Comment
peut-on être suisse ? Telle est la question qu’aurait pu se poser
Montesquieu si Guillaume Tell lui avait rendu visite, mais la flèche est déjà
partie, la pomme déjà transpercée, et la seconde guerre mondiale à peine
refermée quand un architecte né à Zürich décide, à l’âge de quarante-quatre ans,
de troquer définitivement l’équerre pour la plume et se fait connaître par un
roman intitulé Homo Faber. Il
s’appelle Max Frisch, est suisse, écrit en allemand, meurt en 1991. De lui, le
lecteur français dispose d’une vingtaine de titres traduits, parus entre 1957
et tout à l’heure. Rappelez-moi la question ? Ah oui. Comment peut-on être
suisse ? Cette question, c’est celle que se pose, que nous pose Frisch
dans Le Public comme partenaire,
recueil de textes s’étalant sur une quinzaine d’années, abordant des thèmes
assez variés mais qui tous questionnent les liens entre art et nationalité,
politique et responsabilité, culture et subversion.
Moins
célébré qu’Elias Canetti, parce que sans doute plus humble, et moins acerbe que
Thomas Bernhard, car habité par un doute socratique, Max Frisch partage avec
ces deux écrivains un goût prononcé pour ce précieux mécanisme intellectuel
qu’est la méfiance, et a par ailleurs toujours pris soin de dire ses quatre
vérités à son pays, moins pour rabrouer ce dernier que pour se garder d’une
trop facile neutralité. Car si on peut bien sûr être suisse comme d’autres
furent persans, encore faut-il savoir comment l’être sans se tirer une flèche
dans le pied. Or Frisch, que ce soit en 1949, 1952, 1957 ou même 1966, ne mâche
pas ses mots. Ou plutôt si. Il les mâche. Il les rumine et les mâche. Car ce
qu’il a à dire à ses concitoyens est moins tendre que l’herbe éternelle des
verts pâturages.
« Je
crois que la Suisse a peur », écrit-il en 1957 lors d’un discours prononcé
le 1er août à l’occasion de la fête nationale de la Confédération
helvétique.
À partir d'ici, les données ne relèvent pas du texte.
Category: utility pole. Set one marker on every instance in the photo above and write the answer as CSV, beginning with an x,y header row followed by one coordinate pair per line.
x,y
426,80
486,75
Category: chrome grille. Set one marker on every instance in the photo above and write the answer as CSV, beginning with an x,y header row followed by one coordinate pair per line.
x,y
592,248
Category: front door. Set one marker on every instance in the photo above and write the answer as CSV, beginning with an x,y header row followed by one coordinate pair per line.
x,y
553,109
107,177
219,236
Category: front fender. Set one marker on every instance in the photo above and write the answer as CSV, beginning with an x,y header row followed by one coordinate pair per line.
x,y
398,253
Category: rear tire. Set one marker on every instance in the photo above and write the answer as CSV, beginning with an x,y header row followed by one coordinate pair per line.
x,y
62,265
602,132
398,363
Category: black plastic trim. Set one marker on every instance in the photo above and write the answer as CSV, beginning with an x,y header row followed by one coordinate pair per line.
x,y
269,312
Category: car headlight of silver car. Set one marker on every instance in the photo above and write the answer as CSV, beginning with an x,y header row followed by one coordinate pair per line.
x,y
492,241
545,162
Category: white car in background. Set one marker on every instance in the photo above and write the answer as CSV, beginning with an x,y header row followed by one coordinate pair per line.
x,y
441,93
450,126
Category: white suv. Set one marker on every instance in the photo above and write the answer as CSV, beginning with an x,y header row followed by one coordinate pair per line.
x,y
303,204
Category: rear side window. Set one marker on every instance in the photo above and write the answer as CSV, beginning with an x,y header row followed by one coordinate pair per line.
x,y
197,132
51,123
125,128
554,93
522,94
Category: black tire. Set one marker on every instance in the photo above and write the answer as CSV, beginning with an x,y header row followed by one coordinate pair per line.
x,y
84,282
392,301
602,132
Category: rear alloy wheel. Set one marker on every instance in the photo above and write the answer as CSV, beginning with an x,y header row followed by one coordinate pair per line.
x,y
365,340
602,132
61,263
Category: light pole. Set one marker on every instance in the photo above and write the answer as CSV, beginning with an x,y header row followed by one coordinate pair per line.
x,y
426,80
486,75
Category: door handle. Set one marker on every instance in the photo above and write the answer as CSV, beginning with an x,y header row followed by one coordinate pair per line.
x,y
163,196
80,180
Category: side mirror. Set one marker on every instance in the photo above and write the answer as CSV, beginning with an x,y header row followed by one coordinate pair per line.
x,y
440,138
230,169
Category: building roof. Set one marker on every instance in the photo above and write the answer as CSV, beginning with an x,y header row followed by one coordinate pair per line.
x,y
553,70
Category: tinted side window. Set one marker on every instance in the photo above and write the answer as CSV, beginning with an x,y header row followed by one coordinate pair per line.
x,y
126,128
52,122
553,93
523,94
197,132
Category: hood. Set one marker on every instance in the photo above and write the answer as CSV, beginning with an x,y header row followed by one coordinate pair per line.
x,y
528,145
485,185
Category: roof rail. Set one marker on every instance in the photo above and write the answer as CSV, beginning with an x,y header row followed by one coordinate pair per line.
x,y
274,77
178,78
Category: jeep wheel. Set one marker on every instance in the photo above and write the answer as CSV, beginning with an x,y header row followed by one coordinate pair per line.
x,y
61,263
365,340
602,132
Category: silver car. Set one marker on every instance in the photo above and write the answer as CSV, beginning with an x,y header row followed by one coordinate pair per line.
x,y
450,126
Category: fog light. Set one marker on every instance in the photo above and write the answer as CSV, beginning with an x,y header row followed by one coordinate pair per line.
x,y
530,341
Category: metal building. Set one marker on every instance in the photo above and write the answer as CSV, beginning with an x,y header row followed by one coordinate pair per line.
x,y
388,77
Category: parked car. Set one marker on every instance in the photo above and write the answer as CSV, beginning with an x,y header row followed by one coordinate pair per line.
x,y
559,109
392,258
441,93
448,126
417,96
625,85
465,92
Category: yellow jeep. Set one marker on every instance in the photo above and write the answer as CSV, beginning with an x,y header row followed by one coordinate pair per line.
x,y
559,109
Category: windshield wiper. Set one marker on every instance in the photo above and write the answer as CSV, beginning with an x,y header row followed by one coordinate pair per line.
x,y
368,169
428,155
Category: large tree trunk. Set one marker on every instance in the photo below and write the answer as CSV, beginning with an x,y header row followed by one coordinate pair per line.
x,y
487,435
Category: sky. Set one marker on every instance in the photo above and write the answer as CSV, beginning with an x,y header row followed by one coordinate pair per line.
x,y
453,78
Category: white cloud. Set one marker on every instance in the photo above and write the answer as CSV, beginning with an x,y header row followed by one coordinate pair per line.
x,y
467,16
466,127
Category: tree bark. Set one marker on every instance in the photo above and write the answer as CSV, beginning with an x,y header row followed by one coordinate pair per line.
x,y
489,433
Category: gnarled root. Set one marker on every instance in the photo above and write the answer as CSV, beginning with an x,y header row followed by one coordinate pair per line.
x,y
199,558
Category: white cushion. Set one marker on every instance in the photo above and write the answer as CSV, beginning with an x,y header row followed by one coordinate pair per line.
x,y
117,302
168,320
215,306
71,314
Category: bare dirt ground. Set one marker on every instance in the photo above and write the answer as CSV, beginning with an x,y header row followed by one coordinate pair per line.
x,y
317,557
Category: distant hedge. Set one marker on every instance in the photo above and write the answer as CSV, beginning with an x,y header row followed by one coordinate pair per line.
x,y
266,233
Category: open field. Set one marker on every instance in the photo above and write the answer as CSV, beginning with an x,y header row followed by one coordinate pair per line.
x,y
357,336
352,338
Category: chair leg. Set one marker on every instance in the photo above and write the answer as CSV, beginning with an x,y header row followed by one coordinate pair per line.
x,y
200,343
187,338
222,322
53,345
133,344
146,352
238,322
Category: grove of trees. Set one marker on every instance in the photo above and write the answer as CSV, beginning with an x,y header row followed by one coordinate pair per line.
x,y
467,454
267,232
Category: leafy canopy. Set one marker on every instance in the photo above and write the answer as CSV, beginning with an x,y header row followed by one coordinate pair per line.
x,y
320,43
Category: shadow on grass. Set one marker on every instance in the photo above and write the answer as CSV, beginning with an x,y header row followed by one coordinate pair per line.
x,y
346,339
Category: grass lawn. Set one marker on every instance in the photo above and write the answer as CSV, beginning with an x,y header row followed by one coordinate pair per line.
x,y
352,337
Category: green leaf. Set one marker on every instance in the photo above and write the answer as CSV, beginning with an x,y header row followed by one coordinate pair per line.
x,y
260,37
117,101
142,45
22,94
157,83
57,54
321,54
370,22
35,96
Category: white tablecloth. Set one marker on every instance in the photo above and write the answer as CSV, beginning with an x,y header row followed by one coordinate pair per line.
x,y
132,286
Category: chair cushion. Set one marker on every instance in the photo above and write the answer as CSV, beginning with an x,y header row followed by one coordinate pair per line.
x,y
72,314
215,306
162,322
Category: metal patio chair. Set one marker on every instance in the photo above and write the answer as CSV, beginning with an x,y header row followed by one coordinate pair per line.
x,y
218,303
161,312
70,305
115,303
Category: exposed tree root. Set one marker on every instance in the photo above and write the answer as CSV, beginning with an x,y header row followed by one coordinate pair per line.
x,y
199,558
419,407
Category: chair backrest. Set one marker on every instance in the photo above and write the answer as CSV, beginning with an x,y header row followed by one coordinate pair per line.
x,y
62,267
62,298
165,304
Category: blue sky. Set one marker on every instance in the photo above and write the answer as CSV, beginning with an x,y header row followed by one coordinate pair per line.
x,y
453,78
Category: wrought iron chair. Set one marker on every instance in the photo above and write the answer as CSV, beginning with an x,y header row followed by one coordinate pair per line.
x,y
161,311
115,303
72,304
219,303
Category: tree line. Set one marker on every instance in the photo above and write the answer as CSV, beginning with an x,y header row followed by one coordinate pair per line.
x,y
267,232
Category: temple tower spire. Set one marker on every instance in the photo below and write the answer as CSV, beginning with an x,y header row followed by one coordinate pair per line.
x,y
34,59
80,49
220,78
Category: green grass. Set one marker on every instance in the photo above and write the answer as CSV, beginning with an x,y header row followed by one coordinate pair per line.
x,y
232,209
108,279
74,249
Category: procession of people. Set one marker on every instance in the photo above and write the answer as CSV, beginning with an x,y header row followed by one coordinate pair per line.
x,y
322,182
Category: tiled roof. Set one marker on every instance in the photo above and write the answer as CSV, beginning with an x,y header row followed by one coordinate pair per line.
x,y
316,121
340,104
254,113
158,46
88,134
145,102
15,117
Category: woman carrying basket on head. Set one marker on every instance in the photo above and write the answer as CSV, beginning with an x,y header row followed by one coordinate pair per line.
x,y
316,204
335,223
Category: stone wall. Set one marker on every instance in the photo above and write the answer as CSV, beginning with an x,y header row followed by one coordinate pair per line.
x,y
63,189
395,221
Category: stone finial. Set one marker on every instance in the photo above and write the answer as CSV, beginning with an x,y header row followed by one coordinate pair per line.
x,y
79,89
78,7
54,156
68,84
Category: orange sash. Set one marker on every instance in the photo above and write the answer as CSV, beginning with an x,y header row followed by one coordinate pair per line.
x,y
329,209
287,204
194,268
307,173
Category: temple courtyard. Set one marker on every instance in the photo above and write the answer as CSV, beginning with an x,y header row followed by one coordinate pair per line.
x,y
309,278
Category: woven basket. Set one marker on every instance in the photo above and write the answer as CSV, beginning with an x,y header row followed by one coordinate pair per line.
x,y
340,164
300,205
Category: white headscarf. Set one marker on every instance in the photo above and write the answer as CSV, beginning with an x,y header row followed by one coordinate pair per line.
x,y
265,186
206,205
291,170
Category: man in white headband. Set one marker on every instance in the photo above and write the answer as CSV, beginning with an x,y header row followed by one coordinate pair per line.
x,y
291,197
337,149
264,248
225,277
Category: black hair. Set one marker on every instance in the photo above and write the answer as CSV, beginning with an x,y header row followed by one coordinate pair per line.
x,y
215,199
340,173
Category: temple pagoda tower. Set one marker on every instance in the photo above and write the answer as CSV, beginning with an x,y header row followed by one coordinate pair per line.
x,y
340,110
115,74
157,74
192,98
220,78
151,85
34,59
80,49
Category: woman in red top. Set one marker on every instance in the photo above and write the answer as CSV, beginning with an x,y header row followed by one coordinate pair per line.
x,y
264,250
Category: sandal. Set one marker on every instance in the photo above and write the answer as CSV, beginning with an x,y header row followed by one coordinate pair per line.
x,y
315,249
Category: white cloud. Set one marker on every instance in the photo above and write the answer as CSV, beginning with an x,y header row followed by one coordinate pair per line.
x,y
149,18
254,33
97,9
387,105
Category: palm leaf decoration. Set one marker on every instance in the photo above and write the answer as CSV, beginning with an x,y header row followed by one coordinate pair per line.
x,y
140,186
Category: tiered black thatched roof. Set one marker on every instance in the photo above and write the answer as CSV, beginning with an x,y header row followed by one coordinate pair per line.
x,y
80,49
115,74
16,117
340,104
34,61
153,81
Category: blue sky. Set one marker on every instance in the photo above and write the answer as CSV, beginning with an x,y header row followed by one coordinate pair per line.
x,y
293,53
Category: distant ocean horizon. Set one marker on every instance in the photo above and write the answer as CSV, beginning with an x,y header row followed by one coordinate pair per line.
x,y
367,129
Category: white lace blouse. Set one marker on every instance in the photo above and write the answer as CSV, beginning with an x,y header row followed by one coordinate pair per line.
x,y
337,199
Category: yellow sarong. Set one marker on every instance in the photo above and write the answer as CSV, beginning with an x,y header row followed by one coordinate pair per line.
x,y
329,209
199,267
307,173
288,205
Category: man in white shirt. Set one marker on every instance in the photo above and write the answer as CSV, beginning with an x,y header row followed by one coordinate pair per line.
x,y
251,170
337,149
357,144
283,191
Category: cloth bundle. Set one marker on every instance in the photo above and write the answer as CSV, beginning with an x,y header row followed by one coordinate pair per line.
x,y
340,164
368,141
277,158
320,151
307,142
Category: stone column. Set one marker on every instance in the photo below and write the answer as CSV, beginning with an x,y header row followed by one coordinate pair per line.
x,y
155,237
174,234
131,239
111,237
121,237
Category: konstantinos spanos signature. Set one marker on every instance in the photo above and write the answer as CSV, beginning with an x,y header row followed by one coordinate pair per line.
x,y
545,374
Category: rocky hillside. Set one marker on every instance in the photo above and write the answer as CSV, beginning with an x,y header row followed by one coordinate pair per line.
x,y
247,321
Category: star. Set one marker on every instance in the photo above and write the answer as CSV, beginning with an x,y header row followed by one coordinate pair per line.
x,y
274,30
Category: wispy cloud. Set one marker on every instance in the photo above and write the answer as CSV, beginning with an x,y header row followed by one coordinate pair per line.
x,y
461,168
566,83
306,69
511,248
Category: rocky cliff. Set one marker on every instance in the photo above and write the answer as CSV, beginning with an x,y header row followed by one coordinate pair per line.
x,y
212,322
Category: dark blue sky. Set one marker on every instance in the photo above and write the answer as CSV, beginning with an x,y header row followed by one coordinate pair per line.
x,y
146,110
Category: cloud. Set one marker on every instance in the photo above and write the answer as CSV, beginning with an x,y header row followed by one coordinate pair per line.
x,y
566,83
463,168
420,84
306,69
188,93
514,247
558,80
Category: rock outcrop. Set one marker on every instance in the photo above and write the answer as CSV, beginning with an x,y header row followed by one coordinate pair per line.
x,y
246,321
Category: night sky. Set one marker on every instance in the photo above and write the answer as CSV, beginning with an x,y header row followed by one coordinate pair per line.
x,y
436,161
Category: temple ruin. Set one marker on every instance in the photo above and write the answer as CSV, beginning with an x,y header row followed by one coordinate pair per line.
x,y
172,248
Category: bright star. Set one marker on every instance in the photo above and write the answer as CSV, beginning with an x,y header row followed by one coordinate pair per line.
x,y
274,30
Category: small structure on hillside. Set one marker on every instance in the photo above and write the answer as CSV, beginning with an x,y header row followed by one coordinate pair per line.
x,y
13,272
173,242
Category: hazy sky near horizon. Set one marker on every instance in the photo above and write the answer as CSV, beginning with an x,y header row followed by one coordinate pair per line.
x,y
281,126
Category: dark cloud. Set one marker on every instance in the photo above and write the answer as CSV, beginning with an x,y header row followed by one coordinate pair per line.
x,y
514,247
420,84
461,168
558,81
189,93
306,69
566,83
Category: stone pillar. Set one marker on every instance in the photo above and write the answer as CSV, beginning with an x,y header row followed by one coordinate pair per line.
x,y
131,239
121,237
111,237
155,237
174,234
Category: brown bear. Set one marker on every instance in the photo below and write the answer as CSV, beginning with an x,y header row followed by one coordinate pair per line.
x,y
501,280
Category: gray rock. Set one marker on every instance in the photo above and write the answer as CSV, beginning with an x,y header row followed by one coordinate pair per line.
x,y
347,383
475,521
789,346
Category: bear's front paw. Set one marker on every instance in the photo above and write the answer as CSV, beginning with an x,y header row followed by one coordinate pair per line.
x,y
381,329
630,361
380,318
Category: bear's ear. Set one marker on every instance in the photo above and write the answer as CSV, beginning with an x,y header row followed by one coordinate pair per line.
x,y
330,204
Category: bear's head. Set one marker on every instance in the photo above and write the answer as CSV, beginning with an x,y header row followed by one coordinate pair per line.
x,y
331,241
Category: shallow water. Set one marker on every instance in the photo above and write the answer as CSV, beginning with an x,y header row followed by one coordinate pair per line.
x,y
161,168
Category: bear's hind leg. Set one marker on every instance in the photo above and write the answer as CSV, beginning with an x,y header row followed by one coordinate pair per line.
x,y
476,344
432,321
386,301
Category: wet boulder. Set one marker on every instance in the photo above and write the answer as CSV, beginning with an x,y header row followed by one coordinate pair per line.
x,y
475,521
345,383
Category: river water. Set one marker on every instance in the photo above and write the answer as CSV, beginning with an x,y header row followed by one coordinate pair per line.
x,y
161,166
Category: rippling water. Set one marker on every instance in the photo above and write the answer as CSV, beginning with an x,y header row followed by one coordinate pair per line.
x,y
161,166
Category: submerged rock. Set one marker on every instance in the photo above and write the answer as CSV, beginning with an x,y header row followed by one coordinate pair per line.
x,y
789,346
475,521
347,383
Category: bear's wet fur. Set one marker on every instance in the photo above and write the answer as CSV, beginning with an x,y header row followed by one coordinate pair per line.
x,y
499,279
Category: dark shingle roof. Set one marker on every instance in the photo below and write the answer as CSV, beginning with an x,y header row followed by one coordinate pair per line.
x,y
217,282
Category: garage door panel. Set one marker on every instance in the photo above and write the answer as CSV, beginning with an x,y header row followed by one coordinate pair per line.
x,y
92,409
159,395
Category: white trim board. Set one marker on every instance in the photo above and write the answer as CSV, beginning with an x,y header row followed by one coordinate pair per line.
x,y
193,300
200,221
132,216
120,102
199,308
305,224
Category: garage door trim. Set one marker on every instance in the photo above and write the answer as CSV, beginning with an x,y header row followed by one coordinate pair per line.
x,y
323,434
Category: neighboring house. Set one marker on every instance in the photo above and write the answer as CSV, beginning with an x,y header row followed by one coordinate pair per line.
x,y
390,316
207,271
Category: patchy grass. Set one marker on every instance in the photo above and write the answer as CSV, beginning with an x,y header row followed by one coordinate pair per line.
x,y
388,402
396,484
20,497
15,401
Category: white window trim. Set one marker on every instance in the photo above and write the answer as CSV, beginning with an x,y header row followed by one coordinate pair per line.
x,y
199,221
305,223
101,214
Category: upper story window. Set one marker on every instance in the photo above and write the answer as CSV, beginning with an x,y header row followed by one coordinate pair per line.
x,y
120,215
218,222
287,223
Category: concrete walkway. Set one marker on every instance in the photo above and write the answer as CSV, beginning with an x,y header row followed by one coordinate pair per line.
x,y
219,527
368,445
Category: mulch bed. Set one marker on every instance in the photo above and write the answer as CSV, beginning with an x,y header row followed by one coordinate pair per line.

Elle a peur, selon, lui parce « qu’elle se surestime » ;
elle a peur « de tout ce qui est nouveau » et « vit dans
l’imitation » parce qu’elle « a peur du risque ». Et non
seulement la Suisse a peur mais elle est « arrogante ». Elle se
gargarise de sa « culture » et voue un dédain particulier à
l’Amérique, terre de pionniers et machine à produire du divertissement.
Pour Frisch,
il y a deux inconnues à prendre en compte dans l’équation suisse à laquelle
doit s’atteler l’écrivain dans la construction de son œuvre et l’élaboration de
sa responsabilité – ou plutôt deux inconnus, deux « types » sans
doute diamétralement opposés : l’émigrant et le lecteur. Concernant
ce dernier, Frisch trouve d’emblée le bon angle, un angle de défense plutôt que
d’attaque. « Le public », écrit-il, « est à la fois une
fiction et une réalité ». Une réalité, changeante, certes, mais
helvétiquement et indéniablement bourgeoise, dont on peut trouver un exemple
monstrueux dans La Vieille Dame de
Dürrenmatt. Ici, se méfier comme de la peste du lecteur « qui prend la
littérature comme une aspirine contre la solitude ». Plutôt, donc, le
lecteur fictif, puisque le « premier acte créatif que l’écrivain doit
accomplir, c’est l’invention de son lecteur ». On ne peut considérer le
public comme un « partenaire » qu’à condition d’en faire une
« instance fictive, tout à la fois plus sévère et bienveillante qu’un ami
ou qu’un adversaire, incorruptible même lorsque survient ce qu’on appelle le
succès, dont elle tient aussi peu compte que des échecs ». Avis aux
écrivains qui prennent la page pour un jeu de grattage et espèrent découvrir
les bons chiffres du loto-lectorat.
Sur la
question de l’émigrant, de la « surpopulation étrangère », Frisch a
cette formule impeccable pour résumer l’inquiétude qui s’empare du local :
« on avait appelé des bras, et voici qu’arrivent des hommes. » L’année
où Frisch prononce son discours, 1966, qui plus est lors de la conférence
annuelle de l’Association des chefs de police cantonale des étrangers dans la
salle du Grand Conseil de Lucerne, le taux de travailleurs étrangers en Suisse
est de 14%. 800 000 étrangers. Que redoute la Suisse ? s’interroge Frisch.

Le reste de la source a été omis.